Insurance policies have different levels and amounts in terms of coverage. While minimums in Ontario, like $200,000 in third-party liability, are legally required, higher coverage can help cover supplementary costs in the event of an accident resulting in injuries or a lawsuit. Compulsory car insurance also covers fixing your car in the event of a not-at-fault accident – regardless of who’s behind the wheel.

Other discounts can include vehicle amenities, such as using snow tires for winter driving or adding approved anti-theft devices. Usage-based insurance programs are on offer from some insurers. These track how your vehicle operates. Factors such as acceleration and braking report through a smart phone or diagnostic device. Participating insurance companies offer a discount when you sign up for the program and good driving habits potentially generate further savings.
Direct Compensation Property Damage (DCPD): Available only in New Brunswick, Nova Scotia, Ontario, P.E.I. and Quebec, this covers the cost of loss or damage to your car in an accident for which you were not entirely responsible. To qualify, the other driver has to be identified, insured and found to be at least partially at fault. In some provinces, you can no longer sue another person for damage to your car.
Preferred Vendor Program: Preferred Vendors offer the highest-quality workmanship. When you choose a Preferred Vendor for your repairs, the quality of workmanship is monitored and the bill is settled directly with the repair shop, giving you a hassle-free claims experience. Plus, collision repairs made by a Preferred Vendor are guaranteed for life.1
To follow that excellent advice, we’ll continue with another common tip: increase your deductible. It’s not uncommon for those who increase their deductible from $350 to $500 to save 10 to 20 percent on their annual car insurance cost, and possibly a lot more if you bump up the deductible to $1,000. As you discuss this with your car insurance broker or representative in Toronto, why not ask about how combining policies, or bundling insurance packages, can save you money. It’s quite reasonable to expect a 15 percent discount by having one company providing both your home and car insurance requirements. Also, if you have the means, paying your annual premium in one lump sum is another method to lower insurance costs.

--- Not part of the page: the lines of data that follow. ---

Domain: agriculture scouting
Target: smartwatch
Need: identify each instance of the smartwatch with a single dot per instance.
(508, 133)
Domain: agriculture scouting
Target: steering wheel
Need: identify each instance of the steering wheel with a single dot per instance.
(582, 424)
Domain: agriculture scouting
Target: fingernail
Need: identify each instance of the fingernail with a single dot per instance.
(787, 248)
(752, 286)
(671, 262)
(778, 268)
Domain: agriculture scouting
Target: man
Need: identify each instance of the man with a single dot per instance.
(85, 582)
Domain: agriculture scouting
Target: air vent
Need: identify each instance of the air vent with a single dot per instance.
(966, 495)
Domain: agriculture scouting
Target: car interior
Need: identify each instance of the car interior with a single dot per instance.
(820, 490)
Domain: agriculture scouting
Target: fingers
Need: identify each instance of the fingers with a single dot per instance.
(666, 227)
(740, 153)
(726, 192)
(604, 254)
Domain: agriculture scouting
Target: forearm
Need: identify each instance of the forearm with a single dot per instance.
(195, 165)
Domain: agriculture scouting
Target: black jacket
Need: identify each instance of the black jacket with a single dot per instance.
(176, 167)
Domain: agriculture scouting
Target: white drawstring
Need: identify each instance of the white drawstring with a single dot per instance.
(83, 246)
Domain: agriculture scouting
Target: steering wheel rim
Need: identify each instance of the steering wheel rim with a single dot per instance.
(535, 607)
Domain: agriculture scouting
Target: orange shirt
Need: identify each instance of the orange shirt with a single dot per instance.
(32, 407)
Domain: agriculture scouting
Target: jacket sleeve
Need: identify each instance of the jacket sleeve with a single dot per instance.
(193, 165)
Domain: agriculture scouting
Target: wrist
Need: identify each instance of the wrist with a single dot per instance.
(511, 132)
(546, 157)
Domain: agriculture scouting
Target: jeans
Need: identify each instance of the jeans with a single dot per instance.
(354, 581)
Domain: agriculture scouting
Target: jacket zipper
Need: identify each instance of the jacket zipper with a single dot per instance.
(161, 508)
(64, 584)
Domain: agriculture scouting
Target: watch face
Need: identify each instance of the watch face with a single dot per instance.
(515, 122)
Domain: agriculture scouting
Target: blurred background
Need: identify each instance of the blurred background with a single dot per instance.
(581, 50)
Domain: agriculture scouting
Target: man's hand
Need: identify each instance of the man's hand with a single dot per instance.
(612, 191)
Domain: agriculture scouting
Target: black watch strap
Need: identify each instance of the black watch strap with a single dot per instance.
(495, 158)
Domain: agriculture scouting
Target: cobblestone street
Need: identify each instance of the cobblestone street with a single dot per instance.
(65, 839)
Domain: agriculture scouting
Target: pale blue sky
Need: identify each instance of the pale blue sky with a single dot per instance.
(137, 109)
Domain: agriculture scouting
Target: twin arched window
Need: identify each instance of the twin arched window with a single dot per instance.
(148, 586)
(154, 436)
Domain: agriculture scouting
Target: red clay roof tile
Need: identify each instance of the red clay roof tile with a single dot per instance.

Become an occasional driver under your parents’ policy – Consider being an occasional driver before getting your own car and becoming a primary driver. Occasional drivers pay significantly less for auto insurance. You can build up driving experience while being an occasional driver and end up paying less for auto insurance once you become a primary driver down the road.
Know when to cut coverage. Don’t strip away coverage just for the sake of a lower price. You’ll need full coverage car insurance to satisfy the terms of an auto loan, and you’ll want it as long as your car would be a financial burden to replace. But for older cars, you can drop comprehensive and collision coverage, which only pay out up to your car’s current value, minus the deductible.
Some employers will offer their employees savings or discounts to employees on their car insurance if you go through them, similar to professional associations and their members. The same tips apply for this as with associations: ask the organization how the insurance benefits work, and make sure to still shop around in case you can find a better deal elsewhere.

In Ontario, the minimum amount of third-party liability coverage, which covers you in a situation where you damage someone else’s property with your car, is $200,000. Although this amount may seem high, it is recommended to take out a plan that offers more protection to help cover you and your family in the event of a more serious accident where people may get injured. If you are in a province which requires a higher minimum, an Ontario car insurance policy must cover the new amount.
If your driving licence originates from a country that has an agreement with Canada and can be converted into a Canadian licence, there is also the question of how long you can drive with your out-of-country driving licence before you have to convert it, and these times vary by province. Here are examples from Ontario, Alberta, and British Columbia:
Third-party liability: In all provinces and territories in Canada, Third-Party Liability is mandatory. This coverage will pay for the outcome of a lawsuit if you are sued because a collision you caused resulted in the injury or death of another, or resulted in damage to their property. Generally, the minimum required amount of coverage you need to have is $200,000, although typically most drivers have at least $1 million. 

As the most populated city in Canada, and the 4th most populated city in North America, Toronto is home to a lot of drivers — and a lot of vehicles. All those cars on the road can make driving in Toronto seem a bit daunting. After all, this is the land of bumper-to-bumper commutes, 16-lane highways, and people who want to get where they're going in a hurry.
As a resident of Ontario, you will automatically qualify for a 5% discount on eligible coverage* if you complete a car insurance quote using our online quoter right now. The personalized quote will also be emailed to you so you can refer to it at any time. If you want to save up to an additional 25% on your premium, download and use the TD MyAdvantage app!